The analysis predicted that an additional dose of rotavirus vaccine at nine months of age would provide only a modest 5-16% reduction in overall RVGE incidence over the first three years. The findings also identified other possible reasons for why the vaccine reportedly wasn't working so well in low-income countries, besides the vaccine itself.
"Our analysis revealed that lower vaccine effectiveness during the second year of life is not necessarily indicative of waning rotavirus vaccine protection," said Pitzer, the study's lead author and an expert in the epidemiology of microbial diseases in the Yale School of Public Health's public health modeling unit.
The study documented a high rate of rotavirus transmission in Malawi; as a result, vaccination provides only partial protection and tends to delay cases among vaccinated infants to the second year of life, according to the study. A poor immune response to oral vaccination due to other causes of inflammation in the gut and interference from other vaccines, such as those for polio, may also impact vaccine effectiveness.

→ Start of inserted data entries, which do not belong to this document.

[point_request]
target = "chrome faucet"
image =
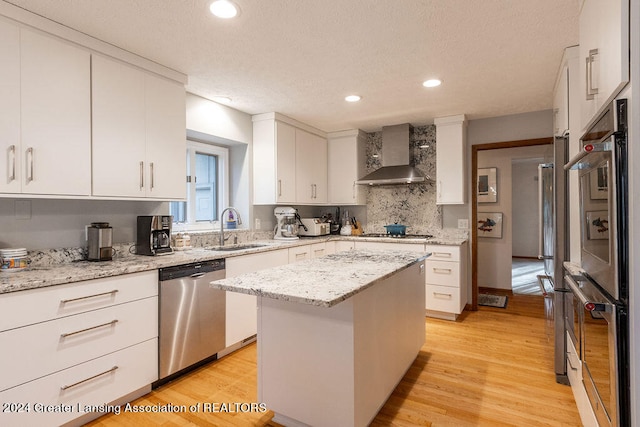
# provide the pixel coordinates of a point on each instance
(238, 221)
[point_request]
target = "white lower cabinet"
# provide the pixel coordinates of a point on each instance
(445, 277)
(80, 390)
(77, 345)
(241, 310)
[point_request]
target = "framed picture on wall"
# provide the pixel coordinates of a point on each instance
(490, 224)
(487, 185)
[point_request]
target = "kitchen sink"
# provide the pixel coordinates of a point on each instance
(236, 247)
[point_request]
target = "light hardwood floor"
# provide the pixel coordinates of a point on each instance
(492, 367)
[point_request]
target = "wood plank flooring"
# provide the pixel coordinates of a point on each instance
(492, 367)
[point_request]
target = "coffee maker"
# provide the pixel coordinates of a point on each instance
(154, 235)
(99, 241)
(287, 223)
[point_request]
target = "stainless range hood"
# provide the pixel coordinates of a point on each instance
(395, 159)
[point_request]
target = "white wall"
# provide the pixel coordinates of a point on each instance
(525, 207)
(494, 255)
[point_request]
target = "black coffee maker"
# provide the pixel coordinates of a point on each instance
(154, 235)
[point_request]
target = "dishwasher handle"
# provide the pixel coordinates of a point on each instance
(194, 270)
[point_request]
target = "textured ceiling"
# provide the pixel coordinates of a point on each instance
(301, 57)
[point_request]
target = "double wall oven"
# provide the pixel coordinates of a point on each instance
(596, 311)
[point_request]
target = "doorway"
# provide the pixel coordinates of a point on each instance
(501, 244)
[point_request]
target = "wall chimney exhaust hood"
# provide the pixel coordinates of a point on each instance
(395, 159)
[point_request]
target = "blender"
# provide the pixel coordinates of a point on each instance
(287, 223)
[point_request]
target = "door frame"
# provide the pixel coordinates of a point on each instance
(474, 201)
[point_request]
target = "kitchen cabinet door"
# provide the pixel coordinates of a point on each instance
(165, 138)
(604, 54)
(311, 168)
(274, 158)
(55, 116)
(451, 155)
(118, 129)
(11, 151)
(345, 165)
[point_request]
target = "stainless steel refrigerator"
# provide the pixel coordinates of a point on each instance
(553, 245)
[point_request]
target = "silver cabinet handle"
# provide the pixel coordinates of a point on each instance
(591, 91)
(435, 294)
(12, 150)
(30, 168)
(141, 175)
(108, 371)
(152, 175)
(64, 301)
(442, 254)
(68, 334)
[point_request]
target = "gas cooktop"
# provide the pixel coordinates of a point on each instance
(398, 236)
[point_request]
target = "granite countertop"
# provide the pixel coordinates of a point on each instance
(58, 270)
(323, 281)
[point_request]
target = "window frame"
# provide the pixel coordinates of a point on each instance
(193, 148)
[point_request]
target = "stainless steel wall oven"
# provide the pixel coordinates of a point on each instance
(598, 320)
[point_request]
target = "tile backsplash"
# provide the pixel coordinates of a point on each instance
(413, 205)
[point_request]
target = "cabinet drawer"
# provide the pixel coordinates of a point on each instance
(39, 305)
(96, 382)
(443, 253)
(442, 273)
(37, 350)
(443, 298)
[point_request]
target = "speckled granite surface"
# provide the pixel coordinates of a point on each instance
(67, 265)
(323, 281)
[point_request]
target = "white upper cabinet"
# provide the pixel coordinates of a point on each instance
(604, 53)
(139, 133)
(289, 162)
(311, 168)
(346, 164)
(451, 154)
(274, 159)
(45, 123)
(11, 149)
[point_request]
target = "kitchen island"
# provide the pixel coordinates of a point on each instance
(335, 334)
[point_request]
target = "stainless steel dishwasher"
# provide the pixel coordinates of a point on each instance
(192, 315)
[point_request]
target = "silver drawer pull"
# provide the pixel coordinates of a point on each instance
(64, 301)
(442, 254)
(108, 371)
(68, 334)
(435, 294)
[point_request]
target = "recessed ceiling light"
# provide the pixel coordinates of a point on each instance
(222, 99)
(224, 9)
(432, 83)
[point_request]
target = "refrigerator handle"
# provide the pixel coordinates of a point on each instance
(541, 189)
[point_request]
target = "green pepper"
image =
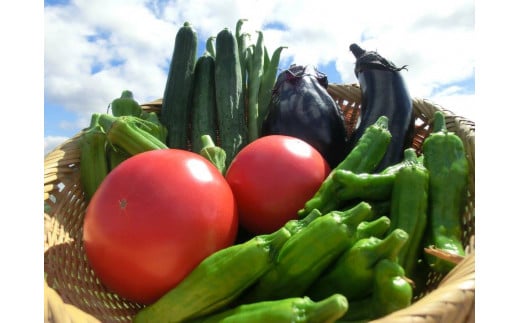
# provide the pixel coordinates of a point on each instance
(365, 186)
(375, 228)
(364, 158)
(391, 292)
(289, 310)
(353, 273)
(215, 154)
(308, 253)
(445, 159)
(409, 207)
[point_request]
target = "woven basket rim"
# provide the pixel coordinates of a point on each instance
(457, 288)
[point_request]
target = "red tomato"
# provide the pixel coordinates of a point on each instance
(154, 218)
(272, 178)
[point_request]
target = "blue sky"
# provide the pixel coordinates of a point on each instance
(95, 49)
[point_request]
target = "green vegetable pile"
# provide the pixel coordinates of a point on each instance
(355, 253)
(347, 258)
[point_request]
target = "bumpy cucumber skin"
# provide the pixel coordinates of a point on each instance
(231, 114)
(204, 106)
(176, 101)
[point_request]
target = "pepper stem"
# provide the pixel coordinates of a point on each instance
(439, 122)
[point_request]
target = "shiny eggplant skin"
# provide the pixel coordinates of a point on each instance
(384, 92)
(301, 107)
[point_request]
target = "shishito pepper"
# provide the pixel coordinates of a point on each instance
(308, 253)
(408, 210)
(391, 292)
(375, 228)
(353, 273)
(445, 159)
(364, 158)
(289, 310)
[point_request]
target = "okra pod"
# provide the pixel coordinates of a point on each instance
(93, 157)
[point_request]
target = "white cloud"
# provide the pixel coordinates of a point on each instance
(52, 142)
(435, 39)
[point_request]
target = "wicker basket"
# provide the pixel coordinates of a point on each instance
(73, 293)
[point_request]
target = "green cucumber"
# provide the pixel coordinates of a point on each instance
(179, 83)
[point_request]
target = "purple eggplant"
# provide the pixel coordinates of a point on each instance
(384, 92)
(301, 107)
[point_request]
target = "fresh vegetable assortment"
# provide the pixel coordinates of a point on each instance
(243, 199)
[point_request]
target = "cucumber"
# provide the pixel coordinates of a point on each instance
(177, 93)
(229, 95)
(204, 109)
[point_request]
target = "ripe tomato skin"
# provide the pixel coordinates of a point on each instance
(154, 218)
(272, 178)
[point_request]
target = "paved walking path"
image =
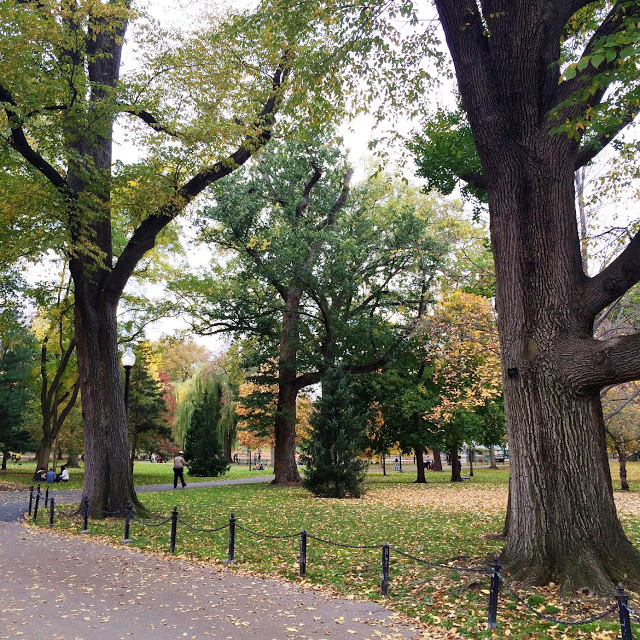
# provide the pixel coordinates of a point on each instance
(61, 587)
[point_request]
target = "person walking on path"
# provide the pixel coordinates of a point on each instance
(179, 463)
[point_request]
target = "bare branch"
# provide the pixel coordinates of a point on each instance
(613, 281)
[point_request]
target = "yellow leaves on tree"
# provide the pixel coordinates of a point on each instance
(464, 353)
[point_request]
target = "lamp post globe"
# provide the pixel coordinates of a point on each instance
(128, 360)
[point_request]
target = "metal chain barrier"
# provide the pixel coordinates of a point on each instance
(340, 544)
(440, 564)
(266, 535)
(193, 528)
(68, 514)
(571, 623)
(150, 524)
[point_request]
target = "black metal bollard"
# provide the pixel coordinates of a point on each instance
(174, 529)
(85, 515)
(127, 524)
(35, 509)
(232, 541)
(493, 593)
(303, 553)
(384, 581)
(623, 612)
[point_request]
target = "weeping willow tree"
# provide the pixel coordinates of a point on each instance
(218, 394)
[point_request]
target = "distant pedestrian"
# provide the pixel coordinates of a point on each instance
(63, 476)
(179, 463)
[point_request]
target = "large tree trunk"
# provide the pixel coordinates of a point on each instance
(108, 481)
(562, 522)
(437, 459)
(44, 452)
(420, 477)
(562, 513)
(621, 450)
(455, 466)
(72, 460)
(285, 467)
(492, 457)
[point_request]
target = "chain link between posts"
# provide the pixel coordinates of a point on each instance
(440, 564)
(548, 618)
(202, 530)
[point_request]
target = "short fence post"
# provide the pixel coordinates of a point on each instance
(127, 524)
(493, 593)
(384, 582)
(232, 540)
(174, 529)
(303, 553)
(623, 612)
(85, 515)
(35, 509)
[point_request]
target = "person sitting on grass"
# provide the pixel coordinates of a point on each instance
(40, 475)
(63, 476)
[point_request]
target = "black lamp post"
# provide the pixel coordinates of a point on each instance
(128, 360)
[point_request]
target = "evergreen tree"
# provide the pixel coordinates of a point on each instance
(17, 360)
(146, 411)
(333, 469)
(204, 448)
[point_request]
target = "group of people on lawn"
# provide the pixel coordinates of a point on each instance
(41, 475)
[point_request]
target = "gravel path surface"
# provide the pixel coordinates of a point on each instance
(61, 587)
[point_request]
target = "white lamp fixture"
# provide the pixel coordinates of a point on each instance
(128, 358)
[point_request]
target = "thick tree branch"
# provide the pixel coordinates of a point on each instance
(151, 120)
(589, 365)
(144, 237)
(18, 141)
(613, 281)
(306, 193)
(465, 32)
(594, 147)
(626, 402)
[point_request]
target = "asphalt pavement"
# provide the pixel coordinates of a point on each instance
(58, 586)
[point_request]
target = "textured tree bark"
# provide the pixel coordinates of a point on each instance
(420, 479)
(621, 450)
(285, 468)
(108, 480)
(562, 523)
(492, 457)
(455, 466)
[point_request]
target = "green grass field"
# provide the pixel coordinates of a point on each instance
(439, 522)
(144, 473)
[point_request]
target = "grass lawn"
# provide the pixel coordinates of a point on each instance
(438, 521)
(144, 473)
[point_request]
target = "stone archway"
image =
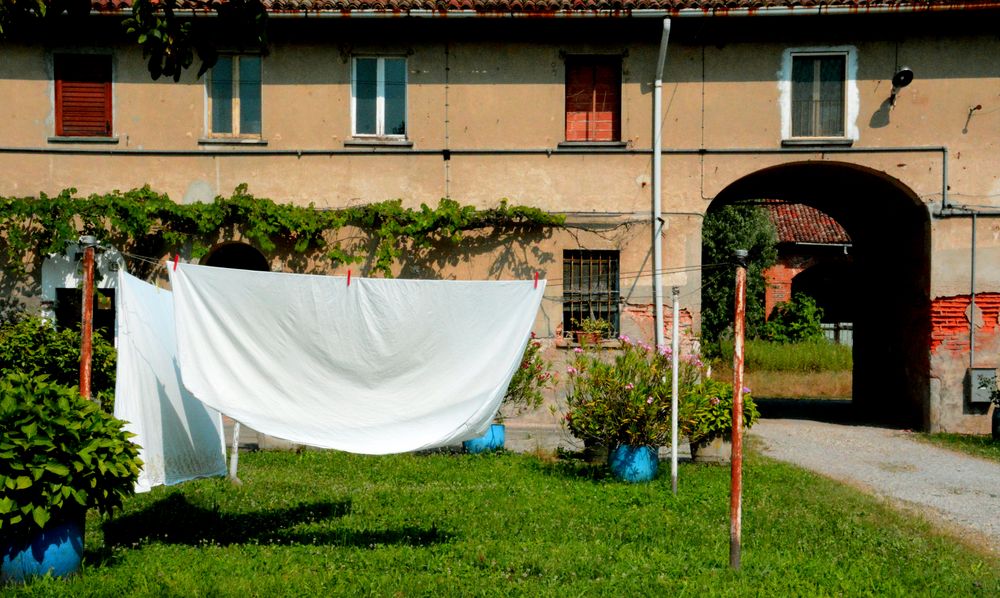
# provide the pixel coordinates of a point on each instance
(239, 256)
(890, 229)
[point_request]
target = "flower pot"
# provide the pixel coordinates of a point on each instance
(633, 463)
(717, 450)
(492, 440)
(57, 549)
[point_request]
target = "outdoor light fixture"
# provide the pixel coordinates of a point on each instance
(902, 78)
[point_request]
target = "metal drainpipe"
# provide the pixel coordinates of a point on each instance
(657, 184)
(972, 294)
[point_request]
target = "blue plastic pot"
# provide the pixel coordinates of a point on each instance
(633, 463)
(58, 549)
(492, 440)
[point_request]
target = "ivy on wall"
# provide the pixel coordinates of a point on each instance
(149, 223)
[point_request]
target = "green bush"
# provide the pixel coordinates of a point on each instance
(60, 454)
(795, 321)
(818, 355)
(624, 399)
(706, 412)
(33, 346)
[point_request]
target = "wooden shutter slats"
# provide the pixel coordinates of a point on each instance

"Strategies to enhance the immune response to initial vaccination, including the use of next-generation vaccines that are currently in development, may lead to enhanced and more durable vaccine impact" said Cunliffe, an expert in gastrointestinal infections at the University of Liverpool's Centre for Global Vaccine Research.
The study findings can be found online today, Aug. 14, in the journal Science Translational Medicine.
Other contributors on the paper were: Aisleen Bennett, Naor Bar-Zeev and Khuzwayo Jere from the Malawi-Liverpool-Wellcome Trust Clinical Research Programme at the University of Malawi; Benjamin Lopman from the Rollins School of Public Health at Emory University; Joseph Lewnard from the University of California, Berkeley School of Public Health; and Umesh Parashar from the Centers for Disease Control and Prevention.
This research was supported by the U.S. National Institute of Allergy and Infectious Diseases (R01AI112970), a Wellcome Trust Programme Grant (091909/Z/10/Z), and two Wellcome Trust fellowships (102466/Z/13/A) and (201945/Z/16/Z).